By Appolinaire NISHIRIMBERE

“In this world, nothing is certain but death and taxes,” said an eminent economist.

However, this adage seems to apply only to the very ordinary citizen. Did you know, for example, that while we are all obliged to pay a value-added tax (VAT), as the consumer of a product from a particular company, this company could have benefited from a tax holiday on its income and transferred it to its very rich country of origin?

On Friday, October 25th, I took part in a dinner organised by Agence pour la Promotion des Investissements (API, Investment Promotion Agency) at the Lake Tanganyika Hotel Club to conclude the week marking the 10th anniversary of this Agency.

The representative of the Agency gave a speech that I liked on the one hand, but that shocked me on the other.

He announced that many foreign companies had been registered for tax holidays, with a mixed record over the last 10 years.

Even worse, he added that these companies would be asking for the extension of such tax exemptions.
I always remind people that for foreign investors, the most important thing is not the tax holidays that cost the African states huge amounts of revenue that would be reinvested in the basic public services that the population needs. health, education, infrastructure, etc .: redistribution.

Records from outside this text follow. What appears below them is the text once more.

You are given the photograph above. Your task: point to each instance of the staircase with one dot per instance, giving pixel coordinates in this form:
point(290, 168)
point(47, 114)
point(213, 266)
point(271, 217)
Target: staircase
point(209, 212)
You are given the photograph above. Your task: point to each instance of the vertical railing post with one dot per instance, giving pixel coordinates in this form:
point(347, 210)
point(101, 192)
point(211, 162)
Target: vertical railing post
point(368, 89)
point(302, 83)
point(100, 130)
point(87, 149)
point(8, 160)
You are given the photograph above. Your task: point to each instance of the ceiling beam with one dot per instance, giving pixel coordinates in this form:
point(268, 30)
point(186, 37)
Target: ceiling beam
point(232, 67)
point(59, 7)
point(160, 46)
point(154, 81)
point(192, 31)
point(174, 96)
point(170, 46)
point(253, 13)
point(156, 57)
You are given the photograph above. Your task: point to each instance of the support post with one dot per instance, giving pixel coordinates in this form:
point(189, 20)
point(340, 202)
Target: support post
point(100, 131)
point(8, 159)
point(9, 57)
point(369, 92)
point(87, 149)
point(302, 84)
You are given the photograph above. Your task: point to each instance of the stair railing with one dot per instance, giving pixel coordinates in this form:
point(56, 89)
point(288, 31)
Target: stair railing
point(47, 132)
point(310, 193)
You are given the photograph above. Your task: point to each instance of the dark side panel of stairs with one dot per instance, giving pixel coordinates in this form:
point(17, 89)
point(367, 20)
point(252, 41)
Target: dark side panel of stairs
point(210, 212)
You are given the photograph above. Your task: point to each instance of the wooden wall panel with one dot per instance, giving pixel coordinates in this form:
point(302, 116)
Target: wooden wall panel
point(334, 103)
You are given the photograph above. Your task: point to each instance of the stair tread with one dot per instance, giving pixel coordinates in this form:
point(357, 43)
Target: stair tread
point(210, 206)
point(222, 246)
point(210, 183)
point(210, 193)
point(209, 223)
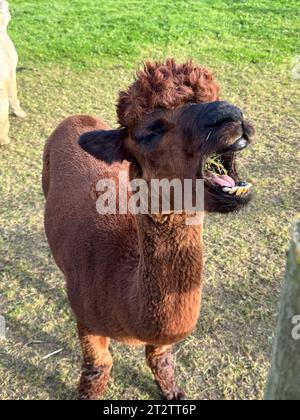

Investors first consider, among other things:
– the market (supply and demand);
– the existence of a cheap and skilled workforce;
– the existence of road and electrical infrastructure, etc .;
– political and security stability;
– good governance / anti-corruption.
There is no evidence to support the tax exemption of multinationals in order to operate in a country. On the other hand, if the conditions mentioned above are met, they will come by themselves to trade.

Furthermore, one should ask why African countries make such gifts to multinational companies which, after the expiry of this period of tax holidays, still ask for extensions or simply close on grounds of “deficit” or “bankruptcy” and reopen by metamorphosing under other names to benefit again and again from another period of tax exemption as a new investor.

It should be recalled that, according to the report of the High Level Group led by former South African President Thabo Mbeki, called the “Mbeki Report”, endorsed in January 2015 by African Heads of State and Government, Africa loses more than 50 billion US dollars annually in illicit financial flows (IFFs) to industrialised countries or tax havens by means of tax evasion, tax avoidance, criminal business activities, corruption etc. As a result, loopholes in tax laws, tax exemption laws or regulations in Africa are among the ways multinational corporations evade taxes in Africa.

This money lost in IFFs greatly exceeds the amounts received in development aid, which makes Africa a “net creditor” to the rest of the world, to use the words of Professor Léonce N. in his book on the odious debt of Africa.

Should we then exempt certain investors or entrepreneurs? Yes, if a benefit-loss analysis is performed and, if and only if, such exemptions benefit local entrepreneurs / investors.